What happens now?!

It's one of my favorite lines in the movie Interstellar.

It's also in the movie Contact. Probably not a coincidence.

Both movies are about deep space. The main characters are brave beings going to the limits of what is "known" and beyond, into the great abyss of the dark, cold Unknown.

Basically, life. On a day-to-day basis, right?

Or maybe not? Maybe you experience life more like the movie Groundhog Day, where the main character repeats the same day over and over. Same food. Same routine. Same, same, same. You might think you find a lot of comfort in that life. You think familiar equals safe. 

A lot of people live like this.

I've coached hundreds of people in the past eight years. Even a casual conversation with me often turns into people confessing things. Things get revealed. I've learned to listen really well. And here's what I hear: a lot of complaining. A lot of frustration. A lot of what ifs. A lot of someday. A lot of soon. A lot of when things are different. A lot of dwelling in the past. A lot of fear of the future.

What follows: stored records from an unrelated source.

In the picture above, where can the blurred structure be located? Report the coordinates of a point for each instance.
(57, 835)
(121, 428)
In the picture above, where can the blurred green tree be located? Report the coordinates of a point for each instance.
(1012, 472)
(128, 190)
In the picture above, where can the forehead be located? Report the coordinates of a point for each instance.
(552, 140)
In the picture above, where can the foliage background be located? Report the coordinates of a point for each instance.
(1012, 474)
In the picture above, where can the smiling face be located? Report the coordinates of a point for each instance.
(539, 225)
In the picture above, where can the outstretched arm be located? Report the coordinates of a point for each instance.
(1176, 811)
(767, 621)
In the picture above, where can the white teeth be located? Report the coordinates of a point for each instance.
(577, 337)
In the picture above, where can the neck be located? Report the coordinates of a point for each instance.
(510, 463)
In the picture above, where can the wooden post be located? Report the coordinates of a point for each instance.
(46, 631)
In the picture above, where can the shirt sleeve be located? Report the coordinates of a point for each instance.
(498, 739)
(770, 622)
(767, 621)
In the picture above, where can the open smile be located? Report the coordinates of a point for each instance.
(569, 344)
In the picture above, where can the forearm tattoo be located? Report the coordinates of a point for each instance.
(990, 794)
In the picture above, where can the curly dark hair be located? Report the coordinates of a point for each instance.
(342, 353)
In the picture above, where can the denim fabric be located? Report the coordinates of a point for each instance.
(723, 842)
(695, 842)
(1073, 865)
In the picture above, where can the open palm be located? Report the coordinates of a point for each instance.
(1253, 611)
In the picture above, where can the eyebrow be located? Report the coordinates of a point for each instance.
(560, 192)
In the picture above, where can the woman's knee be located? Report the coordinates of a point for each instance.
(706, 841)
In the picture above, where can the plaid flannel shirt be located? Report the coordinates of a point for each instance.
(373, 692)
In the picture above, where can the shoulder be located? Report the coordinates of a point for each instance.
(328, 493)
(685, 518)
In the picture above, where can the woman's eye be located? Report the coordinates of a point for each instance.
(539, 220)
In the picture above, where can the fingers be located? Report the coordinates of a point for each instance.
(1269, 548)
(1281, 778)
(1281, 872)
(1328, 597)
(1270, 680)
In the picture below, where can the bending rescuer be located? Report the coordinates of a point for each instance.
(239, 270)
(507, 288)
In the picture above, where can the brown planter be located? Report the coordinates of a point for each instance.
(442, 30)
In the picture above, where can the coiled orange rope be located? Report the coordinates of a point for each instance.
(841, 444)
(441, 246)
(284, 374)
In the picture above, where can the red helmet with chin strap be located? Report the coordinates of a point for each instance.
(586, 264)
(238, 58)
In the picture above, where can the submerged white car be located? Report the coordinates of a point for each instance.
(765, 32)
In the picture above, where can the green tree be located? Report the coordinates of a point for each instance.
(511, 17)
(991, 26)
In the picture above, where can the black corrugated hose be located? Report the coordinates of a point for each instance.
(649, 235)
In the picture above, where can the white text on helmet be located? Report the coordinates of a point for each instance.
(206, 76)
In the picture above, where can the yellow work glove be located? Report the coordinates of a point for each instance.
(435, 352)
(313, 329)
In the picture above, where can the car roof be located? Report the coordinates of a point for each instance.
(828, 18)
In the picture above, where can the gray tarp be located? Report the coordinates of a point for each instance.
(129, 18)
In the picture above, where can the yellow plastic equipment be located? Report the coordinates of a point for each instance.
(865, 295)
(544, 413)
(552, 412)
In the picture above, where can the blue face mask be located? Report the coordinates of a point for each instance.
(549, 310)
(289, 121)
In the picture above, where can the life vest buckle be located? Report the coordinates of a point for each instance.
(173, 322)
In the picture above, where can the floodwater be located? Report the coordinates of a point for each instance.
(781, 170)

What's behind all that? Fear. Fear of failure. Fear of rejection. Fear of looking bad. Fear of criticism. Fear of these and other things. You know this. I'm not writing words you haven't read before.

So if you know what to do, what are you waiting for? What keeps you perched on that edge, teetering there? Or what keeps you miles away from it, tucked away in the supposed comfort that feels more like suffocation each day?

I recently came up against this myself. I pushed myself to a new edge. When I looked around for help, trying to ask people what to do and how, I found myself alone. Not because people don't care but because they do not know. No one does. And even if they did, I probably wouldn't listen. I'm stubborn that way.

So, after struggling and suffering for a week or so, I made a choice. I made up an answer. I just made it up. And then I acted on it. And I got results. That felt so good, I did it again when I was faced with another edge days later. I MADE THAT SHIT UP and decided I would be ok with whatever happened.

Those two decisions: to choose to act and accept whatever happens, will really help you get over a block. It will help you feel the fear and jump anyway. 

Just decide it really doesn't matter what happens because staying stuck and the same will eventually stop working and you're screwed anyway. Like when you were a kid and you played hide-and-seek and the person who was "it" didn't find you because you hid so well. But then no one could find you and they went off somewhere and you came out and everyone was gone. 

You might as well put yourself out there. Risk. Try. 

And as you do it, as you leap without a net, feel in every fiber of your being the total and complete exhilaration and freedom as you ask the question, "what happens now?!"